The second piece of dirt they have dug up on Robert Kenyon is that he, “interacted with a Dutch far-right influencer”. Later we are given more detail:
In the aftermath of the murder of three young children in Southport, Kenyon replied to a post by I, a prominent Dutch influencer who was among 11 far-right activists banned from the UK before a rally last weekend. Kenyon asked her: “Any description of the attacker?”
Notice that the fact that someone is subject to a government ban (a visa ban on entry at a sensitive time, to attend a particular rally), is, for liberals evidence of malfaisance. The episode referred to is the horrific murder of three young girls in Southport in July 2024. At the time the authorities were initially very cagey about naming the suspected attacker. Anyone who follows these kind of affairs, as apparently Robert Kenyon does, understands that that meant the attacker had an ethnic or immigrant background. This, I would imagine, was what lay behind his comment on social media, “Any description of the attacker?”. The authorities/media cabal spun this for days, endlessly repeating that the attacker was a “British born citizen”, by which we knew that, there was an immigrant connection. And, in the end it came out – he was the autistic and damaged son of a couple who had come to the UK as ayslum seekers after the massacres in Rwanda. (There is some reporting that the father had belonged to a Tutsi militia). [2]
Notice in passing how sneaky these liberals have.

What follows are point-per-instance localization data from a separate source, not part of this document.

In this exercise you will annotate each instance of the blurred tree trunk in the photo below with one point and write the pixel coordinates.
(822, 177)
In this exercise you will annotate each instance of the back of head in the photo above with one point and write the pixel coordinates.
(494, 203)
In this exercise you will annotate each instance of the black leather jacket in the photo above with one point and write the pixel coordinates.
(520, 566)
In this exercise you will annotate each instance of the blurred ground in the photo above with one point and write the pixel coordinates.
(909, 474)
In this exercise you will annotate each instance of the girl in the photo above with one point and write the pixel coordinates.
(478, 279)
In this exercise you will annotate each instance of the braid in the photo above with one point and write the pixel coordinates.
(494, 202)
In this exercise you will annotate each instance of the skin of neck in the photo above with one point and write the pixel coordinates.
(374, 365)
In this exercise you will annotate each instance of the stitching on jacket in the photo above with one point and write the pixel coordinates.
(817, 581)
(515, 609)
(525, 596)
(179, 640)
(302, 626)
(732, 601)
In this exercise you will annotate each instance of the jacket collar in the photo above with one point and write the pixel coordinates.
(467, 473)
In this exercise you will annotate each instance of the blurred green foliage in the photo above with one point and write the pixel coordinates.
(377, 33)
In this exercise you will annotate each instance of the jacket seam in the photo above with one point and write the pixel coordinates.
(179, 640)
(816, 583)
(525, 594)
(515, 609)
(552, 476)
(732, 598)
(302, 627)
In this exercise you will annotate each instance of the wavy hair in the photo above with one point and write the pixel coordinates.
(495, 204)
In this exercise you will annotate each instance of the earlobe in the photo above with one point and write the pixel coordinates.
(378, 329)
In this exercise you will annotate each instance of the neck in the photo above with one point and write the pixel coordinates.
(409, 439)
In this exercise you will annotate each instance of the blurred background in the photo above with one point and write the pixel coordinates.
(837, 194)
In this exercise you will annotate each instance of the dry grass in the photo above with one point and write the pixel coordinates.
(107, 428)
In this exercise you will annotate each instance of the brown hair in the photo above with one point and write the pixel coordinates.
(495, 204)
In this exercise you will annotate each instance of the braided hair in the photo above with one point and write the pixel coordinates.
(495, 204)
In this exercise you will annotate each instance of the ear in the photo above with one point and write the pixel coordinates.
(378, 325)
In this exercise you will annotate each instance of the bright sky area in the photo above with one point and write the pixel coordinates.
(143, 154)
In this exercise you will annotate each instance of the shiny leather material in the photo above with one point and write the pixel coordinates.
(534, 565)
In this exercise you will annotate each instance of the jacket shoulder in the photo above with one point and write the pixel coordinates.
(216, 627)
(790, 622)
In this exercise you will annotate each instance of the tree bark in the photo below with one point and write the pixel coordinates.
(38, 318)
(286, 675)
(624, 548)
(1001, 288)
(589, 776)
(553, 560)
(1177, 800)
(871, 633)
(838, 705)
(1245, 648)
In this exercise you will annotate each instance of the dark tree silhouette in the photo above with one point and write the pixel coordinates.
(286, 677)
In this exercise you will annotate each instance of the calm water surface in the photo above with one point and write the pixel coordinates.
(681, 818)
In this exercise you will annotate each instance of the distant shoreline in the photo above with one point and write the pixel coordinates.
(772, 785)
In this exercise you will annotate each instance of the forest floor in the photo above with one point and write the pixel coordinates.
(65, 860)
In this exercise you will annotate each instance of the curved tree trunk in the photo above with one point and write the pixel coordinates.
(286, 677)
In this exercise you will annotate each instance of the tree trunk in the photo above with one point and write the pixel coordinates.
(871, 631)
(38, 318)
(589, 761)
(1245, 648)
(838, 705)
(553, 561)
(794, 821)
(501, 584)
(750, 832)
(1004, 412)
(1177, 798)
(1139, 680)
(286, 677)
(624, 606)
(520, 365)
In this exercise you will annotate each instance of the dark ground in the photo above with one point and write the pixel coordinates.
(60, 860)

We are told that Robert Kenyon “interacted with a Dutch far-right influencer” – but, based on the article, the “interaction” involved a comment, or reply, on a social media post. (I don’t know anything about “far-right” influencer Eva Vlaardingerbroek, she may be awful, but the issue is how someone is to be judged and exiled because of a social media association with someone, not because of his own policies and views). A reply on social media, is only “interacting” in rather pedantic sense. Anyway, why shouldn’t he?
His final crime was he once praised Trump!. I wouldn’t. (Especially, now after his capture by the war lobby, but – it is surely not a crime to praise a politician).
In all; notice, the liberals have no intention of debating Robert Kenyon and Reform on the questions of the day. I doubt they are even capable of debate. They are just going to try to drag him down with manufactured ‘dirt’. They are indeed pre-rational. They love being docilised, and want us all to be docilised with them. The pre-rational mythic subjects of power. F* them. Rise up!